As we can see this column is filled with rankings of the condition of the house going from 1 at the low end to 9 at the high end. In general we don’t really need to do anything with this type of data before moving on to the modeling phase, with the exception being if its nominal data in text format. This is because machine learning models don’t really like to work with text data, they tend to behave better with numerical data. We can deal with this in a few ways but the main options are ranking the data in some sort of numerical form or doing something called one hot encoding, which we will go over in the next section.
One-Hot Encoding
As mentioned when working with categorical data many times this will be represented with text. This can easily be understood by humans but we will need to encode these categorical features as numeric values in order to use them in our machine learning models. We also cant just simply convert these categories to integer values as our model may pick up on some sort of ranking if we make the first category into a 1, the second into a 2, and so on. This is where One-Hot Encoding comes in, values can be encoded by creating additional binary features corresponding to whether each value was present or not. This may be hard to understand at first but once we show the resulting dataframe it will make a lot more sense, first we will go the code to do this encoding.
We will make use of pandas .get_dummies() function to encode our categorical data. This function takes a dataframe and a list of categorical columns that we want converted into one hot encoded columns, and returns an updated dataframe with these columns included. Again, this will make much more sense after we see an example. Here we will One-Hot encode the Street column that we were working with earlier.

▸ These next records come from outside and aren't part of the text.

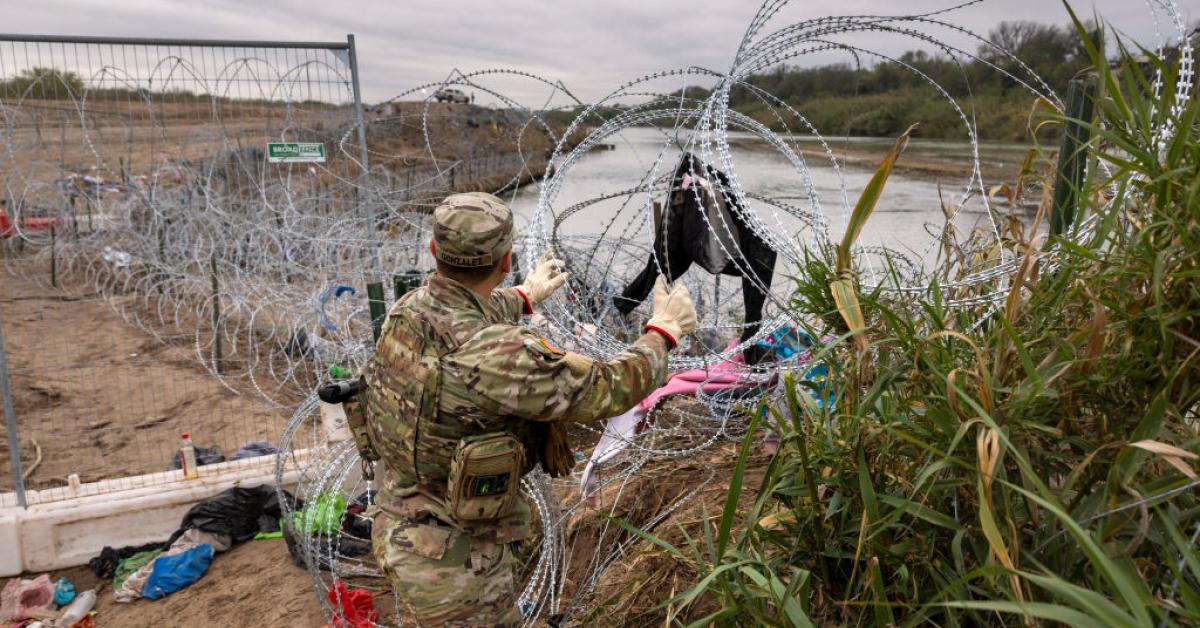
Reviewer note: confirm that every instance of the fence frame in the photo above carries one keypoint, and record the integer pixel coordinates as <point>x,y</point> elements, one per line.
<point>351,60</point>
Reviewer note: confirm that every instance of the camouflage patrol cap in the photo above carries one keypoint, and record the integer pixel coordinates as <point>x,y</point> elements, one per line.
<point>472,229</point>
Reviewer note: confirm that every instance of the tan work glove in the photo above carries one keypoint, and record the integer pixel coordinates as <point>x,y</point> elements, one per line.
<point>545,279</point>
<point>675,316</point>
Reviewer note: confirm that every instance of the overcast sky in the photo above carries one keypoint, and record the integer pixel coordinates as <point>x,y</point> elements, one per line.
<point>592,47</point>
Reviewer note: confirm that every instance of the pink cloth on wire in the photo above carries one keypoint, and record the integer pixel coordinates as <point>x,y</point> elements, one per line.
<point>719,377</point>
<point>621,430</point>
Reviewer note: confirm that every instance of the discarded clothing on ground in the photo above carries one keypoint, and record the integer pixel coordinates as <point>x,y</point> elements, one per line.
<point>322,515</point>
<point>22,599</point>
<point>175,572</point>
<point>238,513</point>
<point>352,608</point>
<point>255,449</point>
<point>130,566</point>
<point>105,564</point>
<point>135,585</point>
<point>347,527</point>
<point>64,592</point>
<point>204,455</point>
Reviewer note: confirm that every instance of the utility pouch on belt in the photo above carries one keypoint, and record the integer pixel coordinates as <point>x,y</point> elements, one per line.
<point>484,477</point>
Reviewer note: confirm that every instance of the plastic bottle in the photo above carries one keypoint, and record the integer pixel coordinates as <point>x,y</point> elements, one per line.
<point>187,458</point>
<point>81,606</point>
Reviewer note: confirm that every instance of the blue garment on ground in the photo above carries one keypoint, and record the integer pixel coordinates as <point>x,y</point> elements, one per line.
<point>175,572</point>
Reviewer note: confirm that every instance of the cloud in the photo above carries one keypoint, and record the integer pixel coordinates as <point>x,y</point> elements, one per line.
<point>592,47</point>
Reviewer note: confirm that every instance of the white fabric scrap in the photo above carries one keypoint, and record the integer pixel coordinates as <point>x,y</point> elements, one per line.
<point>618,432</point>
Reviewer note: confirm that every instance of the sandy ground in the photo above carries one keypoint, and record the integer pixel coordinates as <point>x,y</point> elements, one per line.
<point>100,398</point>
<point>253,584</point>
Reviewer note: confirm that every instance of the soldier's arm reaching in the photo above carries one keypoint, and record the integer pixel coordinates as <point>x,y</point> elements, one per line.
<point>510,370</point>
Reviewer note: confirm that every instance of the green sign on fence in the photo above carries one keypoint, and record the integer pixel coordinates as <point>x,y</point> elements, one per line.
<point>286,151</point>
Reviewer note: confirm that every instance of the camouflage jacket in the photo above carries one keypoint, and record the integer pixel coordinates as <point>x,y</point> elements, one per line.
<point>449,364</point>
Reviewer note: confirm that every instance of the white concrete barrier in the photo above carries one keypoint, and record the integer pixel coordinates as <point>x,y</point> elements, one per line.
<point>67,526</point>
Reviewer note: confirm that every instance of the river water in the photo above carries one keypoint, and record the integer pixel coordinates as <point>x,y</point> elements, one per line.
<point>904,217</point>
<point>606,244</point>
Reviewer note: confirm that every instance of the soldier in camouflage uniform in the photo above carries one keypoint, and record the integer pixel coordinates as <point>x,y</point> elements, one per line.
<point>454,362</point>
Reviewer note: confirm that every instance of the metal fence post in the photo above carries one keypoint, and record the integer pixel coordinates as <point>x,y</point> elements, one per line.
<point>10,419</point>
<point>377,306</point>
<point>363,147</point>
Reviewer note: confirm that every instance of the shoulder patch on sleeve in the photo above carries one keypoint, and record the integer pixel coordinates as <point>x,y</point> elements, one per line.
<point>552,348</point>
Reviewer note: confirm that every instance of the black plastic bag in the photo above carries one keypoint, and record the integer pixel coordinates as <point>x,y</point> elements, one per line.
<point>204,455</point>
<point>239,513</point>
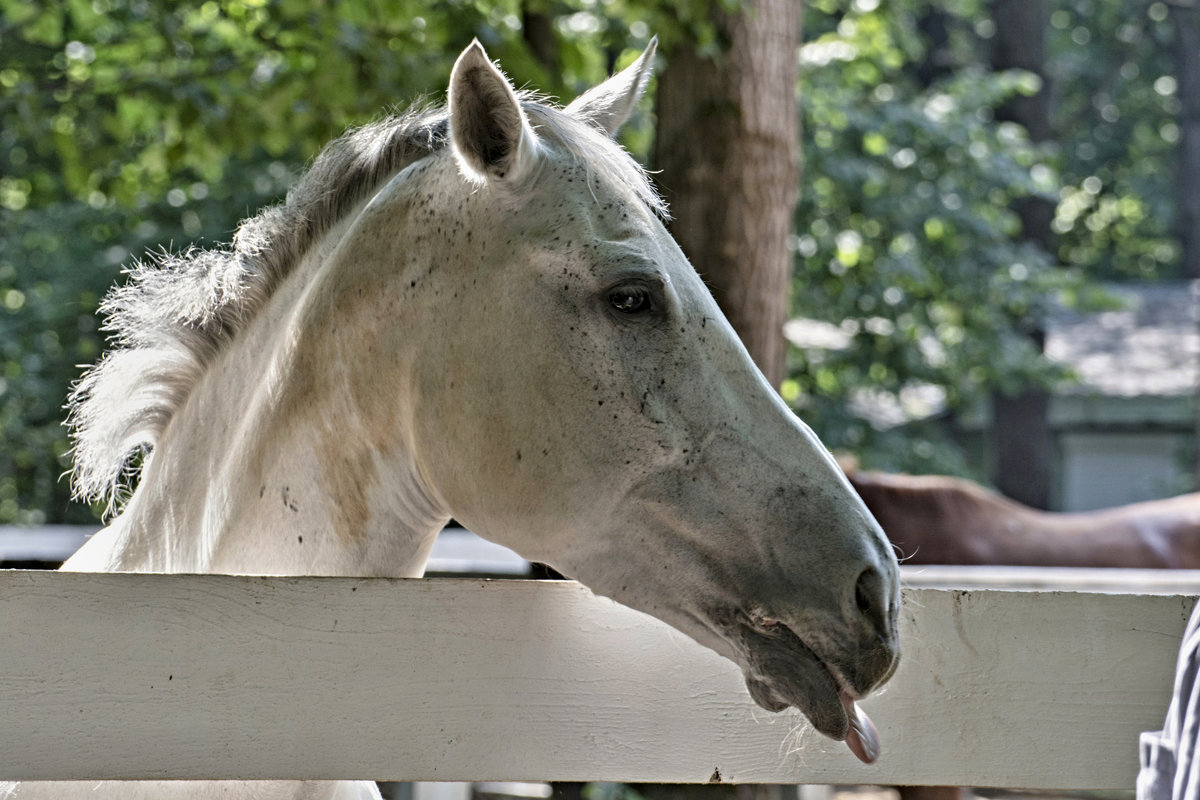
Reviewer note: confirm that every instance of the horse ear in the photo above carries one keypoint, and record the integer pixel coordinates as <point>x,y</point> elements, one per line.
<point>610,103</point>
<point>490,132</point>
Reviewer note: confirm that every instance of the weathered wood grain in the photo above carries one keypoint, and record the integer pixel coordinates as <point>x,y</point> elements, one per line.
<point>215,677</point>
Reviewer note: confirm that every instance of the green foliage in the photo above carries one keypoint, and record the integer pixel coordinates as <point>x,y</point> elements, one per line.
<point>129,126</point>
<point>1116,113</point>
<point>906,239</point>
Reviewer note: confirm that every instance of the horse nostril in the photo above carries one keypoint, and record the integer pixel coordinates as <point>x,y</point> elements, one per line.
<point>871,599</point>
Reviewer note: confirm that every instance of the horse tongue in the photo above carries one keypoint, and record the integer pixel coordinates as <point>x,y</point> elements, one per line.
<point>863,739</point>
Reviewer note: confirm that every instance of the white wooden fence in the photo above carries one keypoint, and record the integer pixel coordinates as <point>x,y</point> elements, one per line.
<point>214,677</point>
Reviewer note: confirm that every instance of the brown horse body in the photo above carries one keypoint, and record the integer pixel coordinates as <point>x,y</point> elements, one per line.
<point>939,519</point>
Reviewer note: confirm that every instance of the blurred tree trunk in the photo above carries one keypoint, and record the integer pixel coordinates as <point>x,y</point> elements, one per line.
<point>1021,446</point>
<point>726,146</point>
<point>1186,16</point>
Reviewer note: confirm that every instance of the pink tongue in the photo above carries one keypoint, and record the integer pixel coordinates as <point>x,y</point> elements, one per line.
<point>863,739</point>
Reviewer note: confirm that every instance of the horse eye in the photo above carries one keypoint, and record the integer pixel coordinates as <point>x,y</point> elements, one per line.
<point>631,300</point>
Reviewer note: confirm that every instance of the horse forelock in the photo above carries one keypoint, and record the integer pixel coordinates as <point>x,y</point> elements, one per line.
<point>178,311</point>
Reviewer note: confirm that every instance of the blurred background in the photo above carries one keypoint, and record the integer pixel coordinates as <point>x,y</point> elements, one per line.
<point>959,236</point>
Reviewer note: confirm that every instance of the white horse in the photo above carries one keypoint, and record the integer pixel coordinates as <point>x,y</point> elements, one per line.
<point>477,312</point>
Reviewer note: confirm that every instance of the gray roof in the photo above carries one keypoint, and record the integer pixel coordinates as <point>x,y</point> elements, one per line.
<point>1150,347</point>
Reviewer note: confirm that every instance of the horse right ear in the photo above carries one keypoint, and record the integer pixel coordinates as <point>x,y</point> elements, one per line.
<point>491,136</point>
<point>609,104</point>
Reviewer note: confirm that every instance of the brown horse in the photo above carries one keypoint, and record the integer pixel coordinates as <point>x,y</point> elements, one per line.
<point>940,519</point>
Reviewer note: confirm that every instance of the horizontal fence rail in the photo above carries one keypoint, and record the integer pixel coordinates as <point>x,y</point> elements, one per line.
<point>221,677</point>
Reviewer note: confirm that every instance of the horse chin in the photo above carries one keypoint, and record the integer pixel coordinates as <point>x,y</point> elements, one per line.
<point>785,672</point>
<point>781,672</point>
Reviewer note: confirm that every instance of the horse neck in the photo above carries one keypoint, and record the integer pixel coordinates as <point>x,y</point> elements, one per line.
<point>263,471</point>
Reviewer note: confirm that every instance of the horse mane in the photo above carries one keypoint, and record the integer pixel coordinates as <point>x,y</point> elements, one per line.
<point>178,311</point>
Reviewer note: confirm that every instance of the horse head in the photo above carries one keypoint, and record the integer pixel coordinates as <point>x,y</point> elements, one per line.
<point>594,410</point>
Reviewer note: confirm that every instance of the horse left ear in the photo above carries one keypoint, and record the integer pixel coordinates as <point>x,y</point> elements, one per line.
<point>490,132</point>
<point>610,104</point>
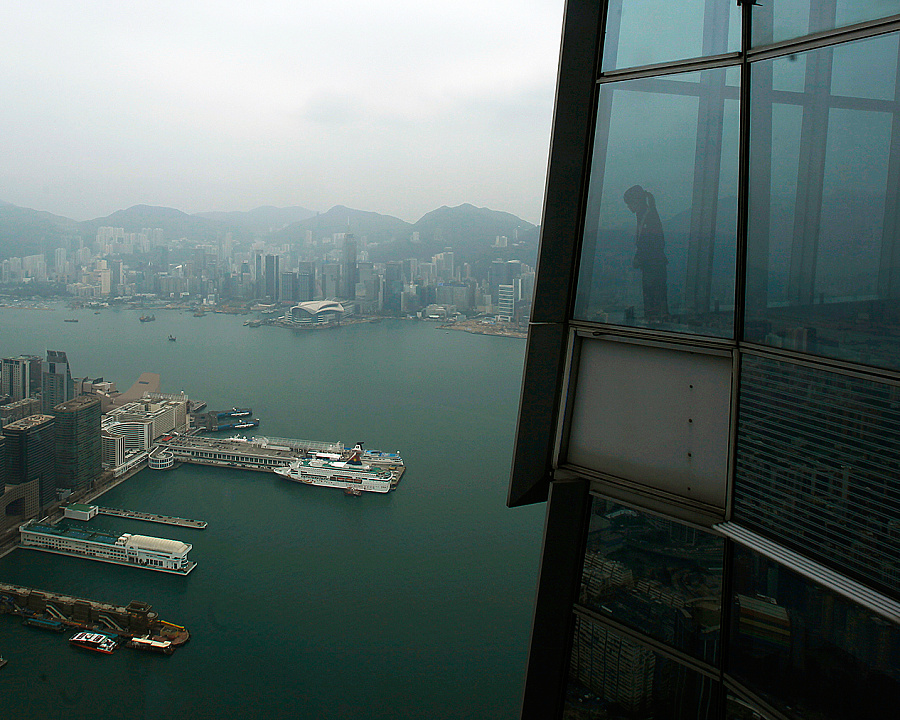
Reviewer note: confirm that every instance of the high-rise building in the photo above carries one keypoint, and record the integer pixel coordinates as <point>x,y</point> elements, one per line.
<point>30,453</point>
<point>15,377</point>
<point>78,444</point>
<point>57,385</point>
<point>349,271</point>
<point>272,277</point>
<point>711,395</point>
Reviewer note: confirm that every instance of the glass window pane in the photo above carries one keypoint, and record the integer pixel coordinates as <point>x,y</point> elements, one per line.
<point>646,32</point>
<point>819,472</point>
<point>660,232</point>
<point>823,265</point>
<point>656,575</point>
<point>781,20</point>
<point>809,652</point>
<point>611,677</point>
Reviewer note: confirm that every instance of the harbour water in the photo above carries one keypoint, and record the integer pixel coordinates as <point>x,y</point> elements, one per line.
<point>305,603</point>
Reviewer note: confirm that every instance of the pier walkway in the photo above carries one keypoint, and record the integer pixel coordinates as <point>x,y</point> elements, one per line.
<point>152,517</point>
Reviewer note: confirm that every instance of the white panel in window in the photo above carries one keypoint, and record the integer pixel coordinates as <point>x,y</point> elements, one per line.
<point>654,416</point>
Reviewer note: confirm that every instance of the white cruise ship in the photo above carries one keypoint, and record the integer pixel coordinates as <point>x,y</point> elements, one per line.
<point>346,474</point>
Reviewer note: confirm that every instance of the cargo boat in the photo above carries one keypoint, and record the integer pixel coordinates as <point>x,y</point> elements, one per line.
<point>345,474</point>
<point>98,642</point>
<point>148,643</point>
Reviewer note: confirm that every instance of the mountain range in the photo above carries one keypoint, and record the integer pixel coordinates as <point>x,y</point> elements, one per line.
<point>470,231</point>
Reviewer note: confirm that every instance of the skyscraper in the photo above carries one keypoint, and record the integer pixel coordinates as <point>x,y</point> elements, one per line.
<point>15,377</point>
<point>56,381</point>
<point>711,399</point>
<point>349,271</point>
<point>30,454</point>
<point>78,443</point>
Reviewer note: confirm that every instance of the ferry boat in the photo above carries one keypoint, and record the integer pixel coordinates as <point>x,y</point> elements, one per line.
<point>98,642</point>
<point>345,474</point>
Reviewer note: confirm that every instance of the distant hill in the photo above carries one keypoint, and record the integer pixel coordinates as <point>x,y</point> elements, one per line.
<point>175,223</point>
<point>376,227</point>
<point>24,231</point>
<point>469,230</point>
<point>262,219</point>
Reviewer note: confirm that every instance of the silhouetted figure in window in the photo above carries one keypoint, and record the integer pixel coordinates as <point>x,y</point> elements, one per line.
<point>650,258</point>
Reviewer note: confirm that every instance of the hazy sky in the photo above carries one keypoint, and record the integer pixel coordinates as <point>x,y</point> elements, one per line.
<point>397,107</point>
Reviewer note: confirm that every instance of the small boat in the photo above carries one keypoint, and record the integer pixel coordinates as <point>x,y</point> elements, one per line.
<point>98,642</point>
<point>45,624</point>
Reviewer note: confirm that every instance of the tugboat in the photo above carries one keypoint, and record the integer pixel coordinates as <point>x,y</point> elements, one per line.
<point>98,642</point>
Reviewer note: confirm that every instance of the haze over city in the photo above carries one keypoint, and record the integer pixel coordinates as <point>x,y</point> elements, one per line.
<point>396,108</point>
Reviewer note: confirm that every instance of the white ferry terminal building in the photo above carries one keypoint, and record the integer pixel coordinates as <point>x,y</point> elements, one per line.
<point>142,551</point>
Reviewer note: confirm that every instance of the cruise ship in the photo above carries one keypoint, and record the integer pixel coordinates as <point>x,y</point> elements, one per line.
<point>328,471</point>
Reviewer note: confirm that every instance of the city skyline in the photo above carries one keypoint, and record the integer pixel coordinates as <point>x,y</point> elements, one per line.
<point>399,109</point>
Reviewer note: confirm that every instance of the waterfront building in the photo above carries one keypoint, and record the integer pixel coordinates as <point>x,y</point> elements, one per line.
<point>57,385</point>
<point>506,303</point>
<point>711,394</point>
<point>15,377</point>
<point>113,449</point>
<point>19,409</point>
<point>30,453</point>
<point>78,444</point>
<point>319,311</point>
<point>142,551</point>
<point>349,271</point>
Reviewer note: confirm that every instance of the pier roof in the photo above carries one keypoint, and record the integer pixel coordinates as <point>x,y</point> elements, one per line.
<point>145,542</point>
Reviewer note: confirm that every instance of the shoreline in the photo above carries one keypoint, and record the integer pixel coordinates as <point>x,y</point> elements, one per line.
<point>13,542</point>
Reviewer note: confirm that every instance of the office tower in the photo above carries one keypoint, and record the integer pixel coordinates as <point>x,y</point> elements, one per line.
<point>711,395</point>
<point>506,303</point>
<point>30,455</point>
<point>56,381</point>
<point>393,287</point>
<point>331,280</point>
<point>271,277</point>
<point>78,445</point>
<point>349,272</point>
<point>15,377</point>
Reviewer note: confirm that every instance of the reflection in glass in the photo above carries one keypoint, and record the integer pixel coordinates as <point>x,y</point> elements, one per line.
<point>807,651</point>
<point>612,677</point>
<point>823,264</point>
<point>679,31</point>
<point>660,231</point>
<point>787,19</point>
<point>818,466</point>
<point>656,575</point>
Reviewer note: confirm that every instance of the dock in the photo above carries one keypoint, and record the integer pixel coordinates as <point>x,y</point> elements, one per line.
<point>135,619</point>
<point>153,517</point>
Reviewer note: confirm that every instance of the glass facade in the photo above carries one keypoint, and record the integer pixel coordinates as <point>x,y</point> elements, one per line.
<point>823,249</point>
<point>694,28</point>
<point>788,19</point>
<point>612,676</point>
<point>808,651</point>
<point>660,233</point>
<point>738,200</point>
<point>658,576</point>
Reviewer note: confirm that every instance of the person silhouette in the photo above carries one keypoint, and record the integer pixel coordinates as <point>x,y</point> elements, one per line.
<point>650,257</point>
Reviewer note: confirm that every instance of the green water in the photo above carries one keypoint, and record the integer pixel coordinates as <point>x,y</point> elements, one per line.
<point>305,602</point>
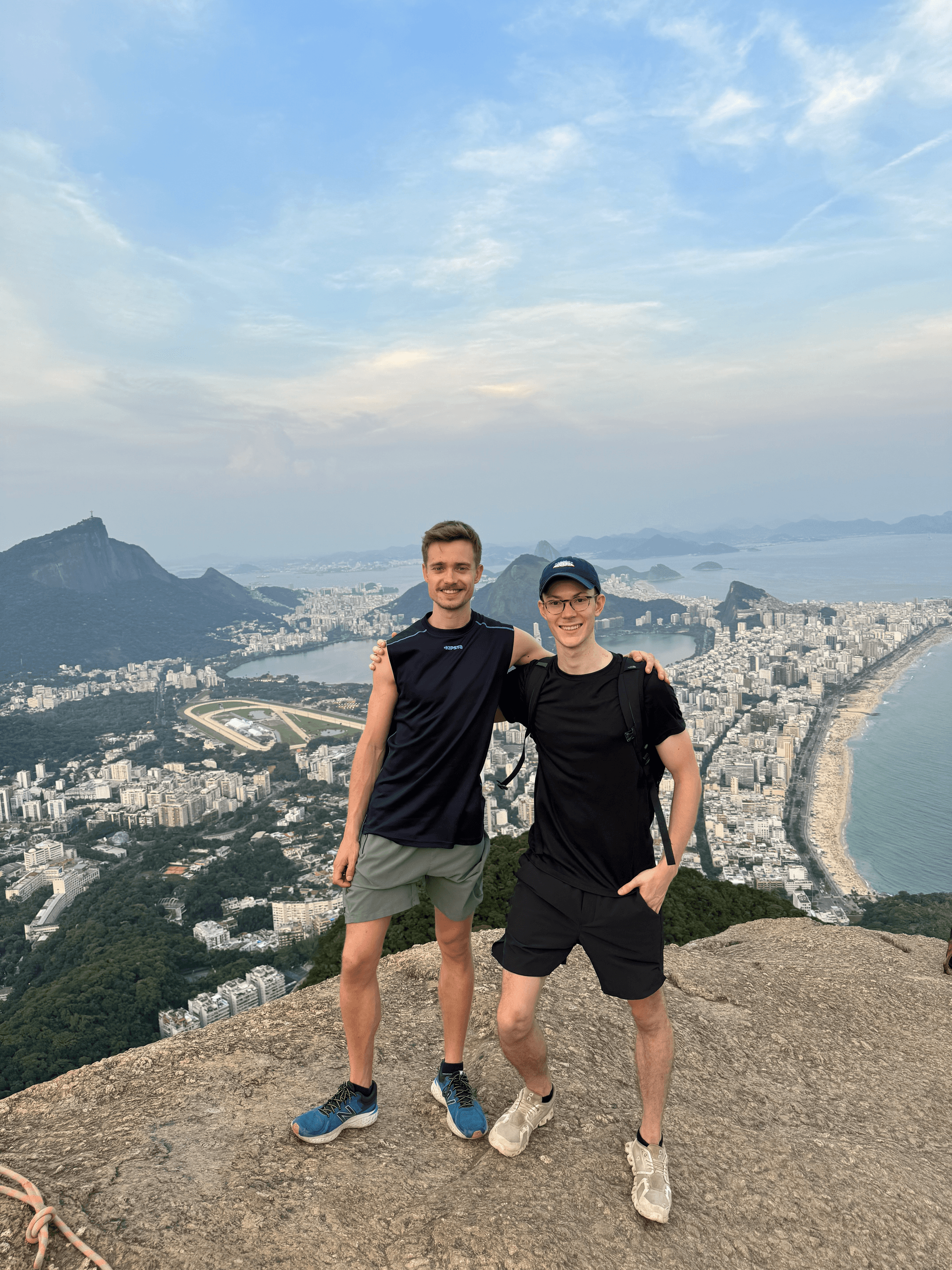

The .get_dummies() is easy enough to implement and now that we have the resulting dataframe in front of us it is easy to see what is going on. We can see that the Street column was broken into multiple columns based on how many categories were present in that column, in this case we have two columns one representing a gravel street and one representing a paved street. The important thing to note are the values present in these columns, if the house (row) that we are looking at has the feature (column) that we are looking at a 1 will be present if not there will be a 0. As we can see a majority of the streets were paved so all of the houses in the ‘Street_Pave’ column are coded with 1’s and all of the houses in the ‘Street_Grvl’ column are coded with 0’s. If you have more columns to encode simply add the columns into the columns parameter in the .get_dummies() function and pandas will handle the rest. If we have encoded all of our variables now we can move on to the beginnings of our modeling process.
Conclusion
Handling categorical data is much more involved than that of numerical data. It is important that we learn how to figure out if we are working with categorical data and what type it is, ordinal or nominal, as it will change how we preprocess this feature. I hope that this has been a good introduction to dealing with categorical data but these techniques are just a brief look at the amount of work you may have to do to clean this type of data, I urge you to keep doing projects and after some time you will learn the ins and outs of dealing with categorical data!